Nuclear weapons foremost act as an existential threat to humanity and life on this planet. As recent studies by climate scientists have shown, a nuclear war involving no more than 100 Hiroshima-sized nuclear weapons —about 0.3% of the global nuclear arsenal—could have terrifying, long-lasting effects on the global climate, leading to a drop in average surface temperatures, reduction of the ozone layer, and shortened agricultural growing seasons. And, as the terrible earthquake in Haiti, which killed roughly the same number of people as the two “primitive” atomic bombs dropped by the United States on Hiroshima and Nagasaki has shown us once again, there could be no adequate response to the far larger catastrophe of a nuclear explosion in a city anywhere today.

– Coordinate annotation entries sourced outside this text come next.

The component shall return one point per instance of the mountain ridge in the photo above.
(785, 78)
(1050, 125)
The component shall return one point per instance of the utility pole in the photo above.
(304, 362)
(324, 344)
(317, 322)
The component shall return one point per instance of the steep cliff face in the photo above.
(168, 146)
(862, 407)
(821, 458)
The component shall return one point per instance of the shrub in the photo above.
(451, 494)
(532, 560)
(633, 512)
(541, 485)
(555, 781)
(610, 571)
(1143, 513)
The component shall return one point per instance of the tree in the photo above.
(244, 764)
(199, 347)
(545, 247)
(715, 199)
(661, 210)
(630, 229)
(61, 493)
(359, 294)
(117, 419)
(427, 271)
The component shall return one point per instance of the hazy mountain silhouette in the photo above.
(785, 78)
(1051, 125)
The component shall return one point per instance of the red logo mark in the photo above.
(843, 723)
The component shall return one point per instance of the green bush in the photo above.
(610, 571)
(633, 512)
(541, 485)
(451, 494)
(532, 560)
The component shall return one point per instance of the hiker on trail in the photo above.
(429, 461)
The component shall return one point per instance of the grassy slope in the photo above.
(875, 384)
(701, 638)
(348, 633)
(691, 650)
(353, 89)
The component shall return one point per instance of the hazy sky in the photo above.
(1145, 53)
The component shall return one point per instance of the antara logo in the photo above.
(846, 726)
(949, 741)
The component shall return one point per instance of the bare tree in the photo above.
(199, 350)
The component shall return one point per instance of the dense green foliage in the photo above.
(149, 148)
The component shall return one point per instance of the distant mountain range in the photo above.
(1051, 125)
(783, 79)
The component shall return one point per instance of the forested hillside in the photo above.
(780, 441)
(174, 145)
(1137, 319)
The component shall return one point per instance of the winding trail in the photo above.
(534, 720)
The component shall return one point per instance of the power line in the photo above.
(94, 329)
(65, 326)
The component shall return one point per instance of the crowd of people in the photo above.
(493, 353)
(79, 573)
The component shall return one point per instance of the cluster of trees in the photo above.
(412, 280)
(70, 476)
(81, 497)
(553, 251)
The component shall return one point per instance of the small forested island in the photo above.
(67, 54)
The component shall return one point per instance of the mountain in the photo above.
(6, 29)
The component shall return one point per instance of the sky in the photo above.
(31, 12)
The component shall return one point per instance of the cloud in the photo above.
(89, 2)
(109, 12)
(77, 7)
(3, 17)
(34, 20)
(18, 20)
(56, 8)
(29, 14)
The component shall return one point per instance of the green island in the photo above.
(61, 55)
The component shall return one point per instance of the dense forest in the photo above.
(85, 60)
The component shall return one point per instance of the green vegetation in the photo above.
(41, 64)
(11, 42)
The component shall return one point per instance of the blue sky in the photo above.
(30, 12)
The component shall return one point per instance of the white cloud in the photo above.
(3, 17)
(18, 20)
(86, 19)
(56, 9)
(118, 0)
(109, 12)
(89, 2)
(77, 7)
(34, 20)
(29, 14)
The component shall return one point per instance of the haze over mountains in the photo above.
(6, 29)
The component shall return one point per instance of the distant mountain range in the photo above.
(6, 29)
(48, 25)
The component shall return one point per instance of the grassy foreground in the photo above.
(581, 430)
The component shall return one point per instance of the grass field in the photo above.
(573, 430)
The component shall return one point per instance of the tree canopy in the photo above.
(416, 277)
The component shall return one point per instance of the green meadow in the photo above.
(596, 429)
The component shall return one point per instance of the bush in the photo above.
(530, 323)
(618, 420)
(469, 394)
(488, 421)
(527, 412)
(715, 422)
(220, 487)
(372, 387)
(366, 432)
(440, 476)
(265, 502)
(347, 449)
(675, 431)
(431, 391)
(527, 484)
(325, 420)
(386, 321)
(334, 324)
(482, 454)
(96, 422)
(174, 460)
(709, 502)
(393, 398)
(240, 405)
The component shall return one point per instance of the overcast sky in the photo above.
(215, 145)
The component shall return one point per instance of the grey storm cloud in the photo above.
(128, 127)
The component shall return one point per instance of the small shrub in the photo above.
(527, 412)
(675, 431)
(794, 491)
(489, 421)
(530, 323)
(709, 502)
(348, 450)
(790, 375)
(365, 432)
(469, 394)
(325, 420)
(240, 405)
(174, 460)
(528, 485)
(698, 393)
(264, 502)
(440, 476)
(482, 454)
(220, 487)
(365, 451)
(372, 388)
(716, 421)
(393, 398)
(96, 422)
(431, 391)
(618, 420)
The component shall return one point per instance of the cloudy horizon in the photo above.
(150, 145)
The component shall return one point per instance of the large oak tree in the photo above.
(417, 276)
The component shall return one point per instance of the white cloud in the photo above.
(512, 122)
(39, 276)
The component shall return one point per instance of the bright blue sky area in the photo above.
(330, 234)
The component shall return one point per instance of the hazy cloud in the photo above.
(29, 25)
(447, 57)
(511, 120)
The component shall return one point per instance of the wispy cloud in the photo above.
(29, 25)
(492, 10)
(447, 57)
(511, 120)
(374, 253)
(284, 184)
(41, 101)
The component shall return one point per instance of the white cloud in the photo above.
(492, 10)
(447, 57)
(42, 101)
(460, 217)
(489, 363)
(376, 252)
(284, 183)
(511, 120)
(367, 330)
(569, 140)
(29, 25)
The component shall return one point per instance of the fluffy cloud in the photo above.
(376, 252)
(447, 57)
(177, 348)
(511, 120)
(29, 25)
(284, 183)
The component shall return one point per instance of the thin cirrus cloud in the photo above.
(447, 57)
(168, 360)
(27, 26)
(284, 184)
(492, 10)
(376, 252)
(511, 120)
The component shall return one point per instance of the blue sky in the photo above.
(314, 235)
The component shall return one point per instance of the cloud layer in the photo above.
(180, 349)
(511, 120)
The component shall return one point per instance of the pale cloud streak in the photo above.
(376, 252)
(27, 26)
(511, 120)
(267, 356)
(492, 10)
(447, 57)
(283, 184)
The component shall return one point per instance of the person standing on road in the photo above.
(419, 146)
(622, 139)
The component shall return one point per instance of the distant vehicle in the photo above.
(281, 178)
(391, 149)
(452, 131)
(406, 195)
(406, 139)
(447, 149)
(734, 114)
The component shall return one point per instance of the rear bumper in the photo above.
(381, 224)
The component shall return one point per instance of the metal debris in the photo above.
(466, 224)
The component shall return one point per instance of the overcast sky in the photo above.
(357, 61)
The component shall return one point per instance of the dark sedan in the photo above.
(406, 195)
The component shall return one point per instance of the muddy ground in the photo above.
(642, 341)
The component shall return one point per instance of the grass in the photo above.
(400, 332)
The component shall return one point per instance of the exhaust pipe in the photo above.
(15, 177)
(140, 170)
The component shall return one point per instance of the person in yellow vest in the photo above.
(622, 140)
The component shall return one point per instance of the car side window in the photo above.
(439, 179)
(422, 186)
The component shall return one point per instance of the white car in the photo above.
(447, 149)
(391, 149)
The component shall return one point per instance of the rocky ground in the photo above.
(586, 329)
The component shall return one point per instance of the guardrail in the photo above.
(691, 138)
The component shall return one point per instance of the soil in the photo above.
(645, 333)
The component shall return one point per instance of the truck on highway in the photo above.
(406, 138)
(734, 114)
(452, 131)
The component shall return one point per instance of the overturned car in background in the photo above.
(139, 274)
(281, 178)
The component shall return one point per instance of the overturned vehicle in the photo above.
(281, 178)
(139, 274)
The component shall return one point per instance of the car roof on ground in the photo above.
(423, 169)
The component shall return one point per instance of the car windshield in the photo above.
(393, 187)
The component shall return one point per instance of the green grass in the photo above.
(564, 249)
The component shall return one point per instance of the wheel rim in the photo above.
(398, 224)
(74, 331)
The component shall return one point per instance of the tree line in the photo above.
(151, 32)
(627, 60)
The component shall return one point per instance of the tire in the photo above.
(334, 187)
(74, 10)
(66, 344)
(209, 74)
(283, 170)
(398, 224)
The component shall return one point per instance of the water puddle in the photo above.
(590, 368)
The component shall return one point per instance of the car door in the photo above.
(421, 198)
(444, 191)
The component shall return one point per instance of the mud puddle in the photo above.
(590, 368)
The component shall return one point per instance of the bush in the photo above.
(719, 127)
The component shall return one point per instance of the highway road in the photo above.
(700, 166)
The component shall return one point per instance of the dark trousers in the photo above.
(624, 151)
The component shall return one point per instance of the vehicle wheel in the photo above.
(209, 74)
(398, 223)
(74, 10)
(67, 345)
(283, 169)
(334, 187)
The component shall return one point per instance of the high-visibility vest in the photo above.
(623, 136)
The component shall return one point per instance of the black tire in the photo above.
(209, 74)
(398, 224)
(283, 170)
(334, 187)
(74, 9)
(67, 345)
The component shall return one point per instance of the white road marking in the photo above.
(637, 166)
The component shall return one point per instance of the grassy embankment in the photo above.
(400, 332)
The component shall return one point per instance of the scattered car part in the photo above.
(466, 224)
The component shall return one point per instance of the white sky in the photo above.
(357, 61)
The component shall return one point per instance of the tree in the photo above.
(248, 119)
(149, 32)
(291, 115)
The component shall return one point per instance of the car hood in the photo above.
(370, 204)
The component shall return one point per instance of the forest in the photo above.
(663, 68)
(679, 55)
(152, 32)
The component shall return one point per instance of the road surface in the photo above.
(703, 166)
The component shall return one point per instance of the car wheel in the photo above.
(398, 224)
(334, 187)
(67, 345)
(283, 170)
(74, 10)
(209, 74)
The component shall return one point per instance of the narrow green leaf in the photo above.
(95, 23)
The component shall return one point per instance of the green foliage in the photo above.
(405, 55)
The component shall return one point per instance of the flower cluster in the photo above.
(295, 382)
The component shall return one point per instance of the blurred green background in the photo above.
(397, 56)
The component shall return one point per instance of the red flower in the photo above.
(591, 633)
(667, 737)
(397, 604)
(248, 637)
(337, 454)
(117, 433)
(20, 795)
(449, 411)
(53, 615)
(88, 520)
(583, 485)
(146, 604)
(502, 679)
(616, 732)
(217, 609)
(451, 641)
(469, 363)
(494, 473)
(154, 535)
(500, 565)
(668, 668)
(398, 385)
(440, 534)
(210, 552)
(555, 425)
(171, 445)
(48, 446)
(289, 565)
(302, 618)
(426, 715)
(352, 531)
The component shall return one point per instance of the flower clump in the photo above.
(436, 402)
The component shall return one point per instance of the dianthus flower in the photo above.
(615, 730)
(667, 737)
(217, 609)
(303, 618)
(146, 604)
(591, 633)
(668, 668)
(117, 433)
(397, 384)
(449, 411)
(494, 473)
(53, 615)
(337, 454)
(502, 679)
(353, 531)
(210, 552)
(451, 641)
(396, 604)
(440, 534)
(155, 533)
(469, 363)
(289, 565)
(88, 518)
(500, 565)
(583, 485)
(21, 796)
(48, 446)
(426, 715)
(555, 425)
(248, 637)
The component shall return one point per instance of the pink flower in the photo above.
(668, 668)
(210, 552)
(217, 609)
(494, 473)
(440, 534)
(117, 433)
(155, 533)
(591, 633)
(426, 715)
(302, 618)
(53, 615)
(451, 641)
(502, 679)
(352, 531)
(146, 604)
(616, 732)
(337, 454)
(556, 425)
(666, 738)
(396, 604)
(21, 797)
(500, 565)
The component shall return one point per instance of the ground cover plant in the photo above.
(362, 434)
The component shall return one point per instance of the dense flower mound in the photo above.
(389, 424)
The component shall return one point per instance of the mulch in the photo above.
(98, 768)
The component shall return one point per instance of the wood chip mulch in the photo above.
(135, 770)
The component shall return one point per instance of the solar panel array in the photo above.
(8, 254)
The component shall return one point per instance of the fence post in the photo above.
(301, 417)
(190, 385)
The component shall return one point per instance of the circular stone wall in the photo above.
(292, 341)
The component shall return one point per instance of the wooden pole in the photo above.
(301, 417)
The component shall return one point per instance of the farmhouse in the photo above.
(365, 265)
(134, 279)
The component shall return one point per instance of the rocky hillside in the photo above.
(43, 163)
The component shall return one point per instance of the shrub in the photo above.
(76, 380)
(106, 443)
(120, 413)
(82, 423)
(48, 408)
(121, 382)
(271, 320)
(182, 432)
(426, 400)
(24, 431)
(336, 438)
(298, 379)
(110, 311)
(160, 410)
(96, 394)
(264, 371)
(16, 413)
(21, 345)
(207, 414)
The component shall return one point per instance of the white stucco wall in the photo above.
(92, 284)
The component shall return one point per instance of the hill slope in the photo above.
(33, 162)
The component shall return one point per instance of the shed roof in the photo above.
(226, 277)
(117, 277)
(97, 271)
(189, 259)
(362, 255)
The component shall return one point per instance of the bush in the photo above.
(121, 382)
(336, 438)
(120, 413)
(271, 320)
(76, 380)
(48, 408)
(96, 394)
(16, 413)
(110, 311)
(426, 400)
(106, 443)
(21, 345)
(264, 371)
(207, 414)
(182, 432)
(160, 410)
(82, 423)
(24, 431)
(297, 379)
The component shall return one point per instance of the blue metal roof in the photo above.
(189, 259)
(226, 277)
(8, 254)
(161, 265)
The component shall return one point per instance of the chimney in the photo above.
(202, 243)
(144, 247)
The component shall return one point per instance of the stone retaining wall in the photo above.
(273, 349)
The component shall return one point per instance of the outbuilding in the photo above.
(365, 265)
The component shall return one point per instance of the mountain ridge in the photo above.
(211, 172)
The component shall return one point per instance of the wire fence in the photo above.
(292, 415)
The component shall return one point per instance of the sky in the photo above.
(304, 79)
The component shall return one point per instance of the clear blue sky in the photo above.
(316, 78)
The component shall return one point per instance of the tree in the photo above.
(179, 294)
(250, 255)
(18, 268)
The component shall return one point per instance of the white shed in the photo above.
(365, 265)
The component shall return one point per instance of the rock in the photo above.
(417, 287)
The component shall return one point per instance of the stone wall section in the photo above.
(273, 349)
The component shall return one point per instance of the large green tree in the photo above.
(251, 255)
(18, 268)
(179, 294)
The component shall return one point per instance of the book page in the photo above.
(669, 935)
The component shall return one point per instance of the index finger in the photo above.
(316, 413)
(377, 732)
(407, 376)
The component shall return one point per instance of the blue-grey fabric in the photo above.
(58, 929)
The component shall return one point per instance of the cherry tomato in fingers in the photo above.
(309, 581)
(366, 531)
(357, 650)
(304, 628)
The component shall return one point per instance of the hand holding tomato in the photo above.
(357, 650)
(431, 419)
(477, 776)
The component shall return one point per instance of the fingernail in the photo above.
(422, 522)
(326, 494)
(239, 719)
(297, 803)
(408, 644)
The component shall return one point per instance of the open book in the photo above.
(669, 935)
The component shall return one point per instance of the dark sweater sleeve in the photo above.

While an earthquake is an act of nature, a nuclear weapon use is a 100% preventable man-made event.
The NPT Review Conferences have not produced the disarmament breakthrough that is needed and we are forging ahead as part of a growing and intensifying international campaign working for a treaty to abolish nuclear weapons within a timebound framework. UFPJ member groups including Western State Legal Foundation, American Friends Service Committee, Lawyers Committee on Nuclear Policy, Nevada Desert Experience, Women’s International League for Peace and Freedom, Nuclear Age Peace Foundation, U.S. Peace Council, Peace Action, and others will continue to work through the UFPJ-Disarm working group with Abolition 2000, Mayors for Peace, Parliamentarians for Nuclear Nonproliferation and Disarmament, and other local, national and international allies for peace and justice in a nuclear free world.